The Saga of the Facebook CSV file

New Punchline: first thing totally works if I used the right file. Whoooooops.

Try: main2 = pd.read_csv("Nov2015Mar2016.csv", usecols=goodcols, encoding="latin1")

(Thanks to Andrew Mullins for the encoding fix)

If you have a Facebook Page, you can get metrics on it. The web view shows you the last 28 days and a selection of graphs. But you can do an export on a selected date range and download a whole bunch of metrics. Sounds great, right?

You know how spreadsheet columns are labeled A-Z, and then AA-AZ, BA-BZ? I didn't know it could go to three letters. This spreadsheet goes to CCW.

Maybe you see why this is going to be fun. For starters, if your computer default opens it in Numbers and you save it from there, you get cut off at IU.

I spent a few fascinated hours going through the column headers and googling the more obscure ones to decide which ones I wanted. I got it down to 9 main ones(1), plus the hourly numbers on how many people who liked your page are online at that time. (2)

Complication - Some of the Metrics are broken down by city: "Lifetime Likes by City - Birmingham, England, United Kingdom" for example.
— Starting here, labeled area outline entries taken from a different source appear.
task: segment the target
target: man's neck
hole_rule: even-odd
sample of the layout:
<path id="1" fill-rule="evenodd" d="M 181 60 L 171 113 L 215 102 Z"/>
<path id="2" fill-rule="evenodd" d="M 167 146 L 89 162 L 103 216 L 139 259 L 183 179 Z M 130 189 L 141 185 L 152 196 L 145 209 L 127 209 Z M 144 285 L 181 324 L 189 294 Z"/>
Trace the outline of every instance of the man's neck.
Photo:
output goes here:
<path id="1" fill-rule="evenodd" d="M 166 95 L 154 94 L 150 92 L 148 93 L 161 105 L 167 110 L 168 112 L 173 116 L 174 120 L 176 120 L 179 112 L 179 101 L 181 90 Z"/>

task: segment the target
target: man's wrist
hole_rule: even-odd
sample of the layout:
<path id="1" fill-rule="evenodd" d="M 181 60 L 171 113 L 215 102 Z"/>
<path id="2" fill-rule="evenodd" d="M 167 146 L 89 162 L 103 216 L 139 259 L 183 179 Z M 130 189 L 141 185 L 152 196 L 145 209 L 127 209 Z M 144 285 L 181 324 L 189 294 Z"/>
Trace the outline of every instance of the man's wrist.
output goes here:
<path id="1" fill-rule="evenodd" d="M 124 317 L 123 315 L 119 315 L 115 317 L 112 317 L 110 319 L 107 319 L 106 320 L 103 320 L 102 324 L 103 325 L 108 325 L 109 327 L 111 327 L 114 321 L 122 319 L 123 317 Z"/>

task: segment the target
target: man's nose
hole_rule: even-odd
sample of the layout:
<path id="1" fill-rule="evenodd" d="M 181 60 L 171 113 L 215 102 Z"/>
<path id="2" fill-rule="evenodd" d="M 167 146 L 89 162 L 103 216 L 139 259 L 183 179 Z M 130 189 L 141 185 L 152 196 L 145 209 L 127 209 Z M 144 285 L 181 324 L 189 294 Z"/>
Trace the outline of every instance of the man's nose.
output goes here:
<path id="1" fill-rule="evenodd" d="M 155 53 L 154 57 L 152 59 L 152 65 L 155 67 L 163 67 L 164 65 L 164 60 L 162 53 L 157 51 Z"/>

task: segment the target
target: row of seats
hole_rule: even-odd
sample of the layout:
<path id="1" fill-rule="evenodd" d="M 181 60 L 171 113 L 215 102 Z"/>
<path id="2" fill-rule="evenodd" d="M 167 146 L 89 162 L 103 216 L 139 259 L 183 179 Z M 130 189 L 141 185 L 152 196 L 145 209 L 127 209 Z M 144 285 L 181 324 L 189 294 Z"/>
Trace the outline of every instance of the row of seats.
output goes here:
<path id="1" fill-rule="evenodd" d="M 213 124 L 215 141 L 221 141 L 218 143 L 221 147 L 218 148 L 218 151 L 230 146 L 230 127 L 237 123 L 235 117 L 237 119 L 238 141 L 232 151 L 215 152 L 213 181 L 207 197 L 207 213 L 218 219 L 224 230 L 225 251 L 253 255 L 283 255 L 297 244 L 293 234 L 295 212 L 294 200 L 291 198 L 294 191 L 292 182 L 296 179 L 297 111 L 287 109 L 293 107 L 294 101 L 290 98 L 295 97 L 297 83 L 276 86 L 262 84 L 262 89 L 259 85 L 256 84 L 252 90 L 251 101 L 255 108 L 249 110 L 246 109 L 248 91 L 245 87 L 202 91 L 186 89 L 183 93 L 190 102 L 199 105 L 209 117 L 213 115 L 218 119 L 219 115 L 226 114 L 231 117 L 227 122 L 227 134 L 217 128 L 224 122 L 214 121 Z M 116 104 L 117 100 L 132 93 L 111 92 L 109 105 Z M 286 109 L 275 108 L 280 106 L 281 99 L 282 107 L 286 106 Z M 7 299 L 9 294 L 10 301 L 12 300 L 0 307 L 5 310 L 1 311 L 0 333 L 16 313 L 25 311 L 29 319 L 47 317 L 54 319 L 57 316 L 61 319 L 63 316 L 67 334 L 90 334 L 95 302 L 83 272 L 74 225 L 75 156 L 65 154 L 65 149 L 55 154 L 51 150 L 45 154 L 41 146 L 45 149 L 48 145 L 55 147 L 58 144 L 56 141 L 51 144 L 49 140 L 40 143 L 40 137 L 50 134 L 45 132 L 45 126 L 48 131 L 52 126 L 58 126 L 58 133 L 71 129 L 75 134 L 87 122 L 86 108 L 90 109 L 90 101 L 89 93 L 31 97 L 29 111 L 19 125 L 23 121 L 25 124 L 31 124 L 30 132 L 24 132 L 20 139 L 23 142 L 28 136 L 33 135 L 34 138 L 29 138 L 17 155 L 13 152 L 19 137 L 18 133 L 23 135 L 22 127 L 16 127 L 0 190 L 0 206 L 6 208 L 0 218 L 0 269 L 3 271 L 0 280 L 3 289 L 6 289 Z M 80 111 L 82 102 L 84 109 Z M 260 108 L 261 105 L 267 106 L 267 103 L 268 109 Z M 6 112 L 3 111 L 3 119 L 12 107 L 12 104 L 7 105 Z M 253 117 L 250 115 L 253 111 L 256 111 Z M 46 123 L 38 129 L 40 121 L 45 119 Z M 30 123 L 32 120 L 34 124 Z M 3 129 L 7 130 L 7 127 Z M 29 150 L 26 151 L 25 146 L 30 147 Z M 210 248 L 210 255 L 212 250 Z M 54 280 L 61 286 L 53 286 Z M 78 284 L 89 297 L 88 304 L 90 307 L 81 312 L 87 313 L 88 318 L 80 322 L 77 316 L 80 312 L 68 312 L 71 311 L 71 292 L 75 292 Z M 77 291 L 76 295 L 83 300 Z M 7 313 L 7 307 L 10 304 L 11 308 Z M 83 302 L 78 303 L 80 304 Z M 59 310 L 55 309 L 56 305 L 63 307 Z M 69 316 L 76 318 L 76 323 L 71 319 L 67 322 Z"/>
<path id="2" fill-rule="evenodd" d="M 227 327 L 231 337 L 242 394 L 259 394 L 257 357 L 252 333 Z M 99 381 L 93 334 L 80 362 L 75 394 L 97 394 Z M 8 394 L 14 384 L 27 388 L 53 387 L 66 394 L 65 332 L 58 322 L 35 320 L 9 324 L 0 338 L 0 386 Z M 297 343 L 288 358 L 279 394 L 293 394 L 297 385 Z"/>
It looks like you get a column for every relevant city for your data. Awesome for getting tons of data, but it means that the number of columns probably varies across each date range, and so does the index of any columns past the generated city ones.

Ok, fine. I'll make a little python script that reads in the csv, selects the columns I want, writes out a new csv. This should be easy!

>>> import pandas as pd

>>> first = pd.read_csv("June2015Oct2015.csv")

>> first.shape

(153, 255)

womp. Pandas gets me 255 columns. And I didn't notice at first until

>> main = pd.DataFrame(first, columns=goodcols)

ran with no error. It just shoved NaN in all the remaining columns. Silently.

I start complaining on Twitter at this point. This magically gives me the ability to read the docs and I am momentarily excited about the "usecols" option in Pandas.

>>> first = pd.read_csv("June2015Oct2015.csv", usecols=goodcols)

Traceback (most recent call last): (snip)

ValueError: Usecols do not match names.

Return to public complaining. Andrew Mullins reasonably suggests trying std lib’s csv DictReader.

>>> test = open("June2015Oct2015.csv")

>> reader = csv.DictReader(test)

>>> len(reader.fieldnames)

255

I think this is where I stopped for the day. Later that night I realized I should try R, but I put it off for a few days. For one thing - I had to install R.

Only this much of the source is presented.